【探索之路】机器人篇(5)-Gazebo物理仿真环境搭建_让机器人运动起来
如果完成了前两步,那么其实我们已经可以去连接我们的现实中的机器人了。
但是,做机器人所需要的材料还没有到,所以我们这里先在电脑平台上仿真一下。这里我们用到的就算gazebo物理仿真环境,他能很好的和ROS结合来帮助我们学习。
如果您安装的是ROS完整版并使用的是ubuntu 桌面版的话,gazebo其实已经安装到电脑中了。
什么是Gazebo?
Gazebo是一款优秀的开源仿真平台,可以实现动力学仿真、传感器仿真等。它能够模拟复杂和现实的环境中关节型机器人,能为机器人模型添加现实世界的物理性质。Gazebo里有force,physics的选项,可以为机器人添加例如重力,阻力等,Gazebo有一个很接近真实的物理仿真引擎,要记得一般的地面是没有阻力的,和现实世界有区别。
具体有关Gazebo的介绍和使用以及如何安装可以参考博文: 机器人仿真软件Gazebo介绍
使用Gazebo进行仿真的步骤
配置机器人模型
第一步:为link添加惯性参数和碰撞属性。
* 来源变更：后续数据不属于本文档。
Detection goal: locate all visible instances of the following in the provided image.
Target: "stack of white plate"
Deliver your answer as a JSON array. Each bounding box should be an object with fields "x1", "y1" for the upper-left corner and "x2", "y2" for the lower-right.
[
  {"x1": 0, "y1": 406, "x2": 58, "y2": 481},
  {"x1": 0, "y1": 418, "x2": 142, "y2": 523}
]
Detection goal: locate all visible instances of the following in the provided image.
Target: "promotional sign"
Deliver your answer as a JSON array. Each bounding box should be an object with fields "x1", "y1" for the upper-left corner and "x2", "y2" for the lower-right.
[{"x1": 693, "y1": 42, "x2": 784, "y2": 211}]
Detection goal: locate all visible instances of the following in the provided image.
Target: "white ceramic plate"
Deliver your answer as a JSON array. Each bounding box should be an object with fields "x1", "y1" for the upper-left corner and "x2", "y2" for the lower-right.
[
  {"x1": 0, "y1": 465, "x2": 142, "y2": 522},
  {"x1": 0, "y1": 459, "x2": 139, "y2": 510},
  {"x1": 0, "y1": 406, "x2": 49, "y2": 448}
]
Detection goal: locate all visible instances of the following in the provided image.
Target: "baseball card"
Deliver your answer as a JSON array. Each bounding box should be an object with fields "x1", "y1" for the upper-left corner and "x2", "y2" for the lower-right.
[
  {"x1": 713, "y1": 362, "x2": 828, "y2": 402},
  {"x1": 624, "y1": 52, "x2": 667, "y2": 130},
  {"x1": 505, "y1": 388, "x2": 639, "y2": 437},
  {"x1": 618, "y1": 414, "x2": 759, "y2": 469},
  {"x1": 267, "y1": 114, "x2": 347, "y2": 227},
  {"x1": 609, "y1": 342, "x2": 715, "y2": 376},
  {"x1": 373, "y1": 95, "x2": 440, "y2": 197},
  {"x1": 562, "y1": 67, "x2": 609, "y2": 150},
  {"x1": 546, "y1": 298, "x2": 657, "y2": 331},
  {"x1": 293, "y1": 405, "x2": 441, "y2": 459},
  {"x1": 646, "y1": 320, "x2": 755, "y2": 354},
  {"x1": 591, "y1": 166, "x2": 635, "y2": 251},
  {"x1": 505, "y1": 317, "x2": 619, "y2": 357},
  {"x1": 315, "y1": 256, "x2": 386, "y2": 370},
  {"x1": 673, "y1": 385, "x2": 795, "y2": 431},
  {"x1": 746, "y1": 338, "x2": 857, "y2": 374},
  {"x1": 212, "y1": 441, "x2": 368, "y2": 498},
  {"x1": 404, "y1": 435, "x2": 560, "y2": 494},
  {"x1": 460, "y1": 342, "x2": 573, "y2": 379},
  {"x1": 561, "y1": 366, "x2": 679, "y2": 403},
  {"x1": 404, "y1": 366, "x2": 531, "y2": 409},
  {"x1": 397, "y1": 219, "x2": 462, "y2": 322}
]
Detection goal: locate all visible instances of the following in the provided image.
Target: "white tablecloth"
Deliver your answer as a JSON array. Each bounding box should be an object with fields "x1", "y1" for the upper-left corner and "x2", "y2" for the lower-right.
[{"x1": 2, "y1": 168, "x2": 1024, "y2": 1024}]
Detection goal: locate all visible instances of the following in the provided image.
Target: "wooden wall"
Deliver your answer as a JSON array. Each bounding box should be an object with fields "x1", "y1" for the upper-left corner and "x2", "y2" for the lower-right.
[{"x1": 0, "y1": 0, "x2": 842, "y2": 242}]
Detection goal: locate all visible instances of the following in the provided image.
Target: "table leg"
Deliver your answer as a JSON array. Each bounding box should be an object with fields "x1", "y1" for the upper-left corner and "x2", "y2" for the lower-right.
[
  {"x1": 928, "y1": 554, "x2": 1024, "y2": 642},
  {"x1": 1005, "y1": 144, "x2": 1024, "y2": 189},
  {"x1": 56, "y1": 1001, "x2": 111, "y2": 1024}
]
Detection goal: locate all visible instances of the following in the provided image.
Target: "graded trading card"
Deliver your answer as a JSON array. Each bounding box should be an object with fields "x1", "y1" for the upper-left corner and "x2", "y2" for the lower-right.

因为是物理仿真,所以我要给我们的模型这些物理参数。
<visual>
</visual>
<collision>
<origin xyz="0 0 0" rpy="${M_PI/2} 0 ${angle}" />
<geometry>
<mesh filename="package://mwRobot_description/meshes/${prefix}_wheel_link.STL" />
</geometry>
</collision>
<inertial>
<origin xyz="0 0 0" />
<mass value="${wheel_mass}" />
<inertia ixx="${wheel_mass*(3*wheel_radius*wheel_radius+wheel_length*wheel_length)/12}" ixy="0.0" ixz="0.0"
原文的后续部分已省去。